Notes in, durable memory out — with or without AI.

  • 695 tests
  • FSRS-6 verified against reference
  • MIT
A StudyForge study session: a flashcard with four rating buttons, each showing the real interval that answer would schedule
The rating buttons show the real interval each answer would produce

01The problem

Most study tools ask you to trust them.

Flashcard apps make you write the cards. “AI study tools” make you trust a model you cannot inspect — and stop working when the API key runs out.

StudyForge takes the material you already have, does the tedious part deterministically, and is honest about the difference between “the document says X is defined as Y” and “I understand X.” It runs on your machine, stores everything in one SQLite file, and is fully functional with no AI configured at all.

02From notes to durable memory

01

Notes

Paste text or upload .txt, .md and PDFs. Text is normalised — hyphenation rejoined, hard wraps unwrapped, page numbers removed — then split at semantic boundaries.

02

Understanding

Concepts are extracted from evidence actually present in the text: definition sentences, glossary lines, headings, repeated terms — each scored by how much that evidence proves.

03

Review

Deterministic flashcards and quizzes, scheduled by FSRS-6. The queue prioritises overdue reviews, then due ones, then the concepts you keep getting wrong.

04

Learning

Accuracy, due counts, and weak-concept analysis computed from what you actually did — with every percentage showing the sample it came from.

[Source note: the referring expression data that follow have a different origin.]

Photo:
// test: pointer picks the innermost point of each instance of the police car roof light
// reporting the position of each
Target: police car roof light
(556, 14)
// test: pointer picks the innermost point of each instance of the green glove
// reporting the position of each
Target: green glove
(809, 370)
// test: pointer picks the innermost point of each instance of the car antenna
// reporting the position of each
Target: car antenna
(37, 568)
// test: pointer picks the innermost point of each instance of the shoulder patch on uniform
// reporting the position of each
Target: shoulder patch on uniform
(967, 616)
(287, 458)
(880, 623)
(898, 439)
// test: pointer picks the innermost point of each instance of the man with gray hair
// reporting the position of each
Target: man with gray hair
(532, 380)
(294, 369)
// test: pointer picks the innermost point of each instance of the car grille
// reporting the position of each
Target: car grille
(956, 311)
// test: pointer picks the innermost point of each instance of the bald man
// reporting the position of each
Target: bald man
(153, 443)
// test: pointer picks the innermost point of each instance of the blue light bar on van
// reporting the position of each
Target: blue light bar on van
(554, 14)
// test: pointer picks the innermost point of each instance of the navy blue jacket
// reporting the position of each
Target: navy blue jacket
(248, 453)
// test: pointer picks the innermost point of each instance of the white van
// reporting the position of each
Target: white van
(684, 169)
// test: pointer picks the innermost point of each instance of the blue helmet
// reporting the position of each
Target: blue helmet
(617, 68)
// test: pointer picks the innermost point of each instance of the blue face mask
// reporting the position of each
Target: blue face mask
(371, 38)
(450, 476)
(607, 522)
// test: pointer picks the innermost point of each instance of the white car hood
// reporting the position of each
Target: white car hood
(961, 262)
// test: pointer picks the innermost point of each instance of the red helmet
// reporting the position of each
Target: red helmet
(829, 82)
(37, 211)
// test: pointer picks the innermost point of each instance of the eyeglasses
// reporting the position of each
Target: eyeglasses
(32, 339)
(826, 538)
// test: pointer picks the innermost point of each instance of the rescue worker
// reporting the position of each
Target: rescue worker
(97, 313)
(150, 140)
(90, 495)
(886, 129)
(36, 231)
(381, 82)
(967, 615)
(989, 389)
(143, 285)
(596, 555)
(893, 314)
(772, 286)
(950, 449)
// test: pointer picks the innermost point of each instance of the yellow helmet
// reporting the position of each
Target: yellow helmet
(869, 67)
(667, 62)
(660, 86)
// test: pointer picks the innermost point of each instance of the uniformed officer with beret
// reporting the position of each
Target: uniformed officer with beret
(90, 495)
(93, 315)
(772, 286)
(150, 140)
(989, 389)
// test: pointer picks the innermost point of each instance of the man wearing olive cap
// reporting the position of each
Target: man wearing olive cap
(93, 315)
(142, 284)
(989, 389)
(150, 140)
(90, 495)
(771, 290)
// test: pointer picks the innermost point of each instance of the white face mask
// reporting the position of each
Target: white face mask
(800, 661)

03Zero-cost, and useful with no AI

Zero-cost, and useful with no AI

AI_PROVIDER=none is the default. Two capabilities are marked never uses AI, by design rather than “not implemented”: scheduling and weak-concept classification are arithmetic, and handing them to a probabilistic text generator would make them unreproducible and untestable — so a language model cannot reach either one.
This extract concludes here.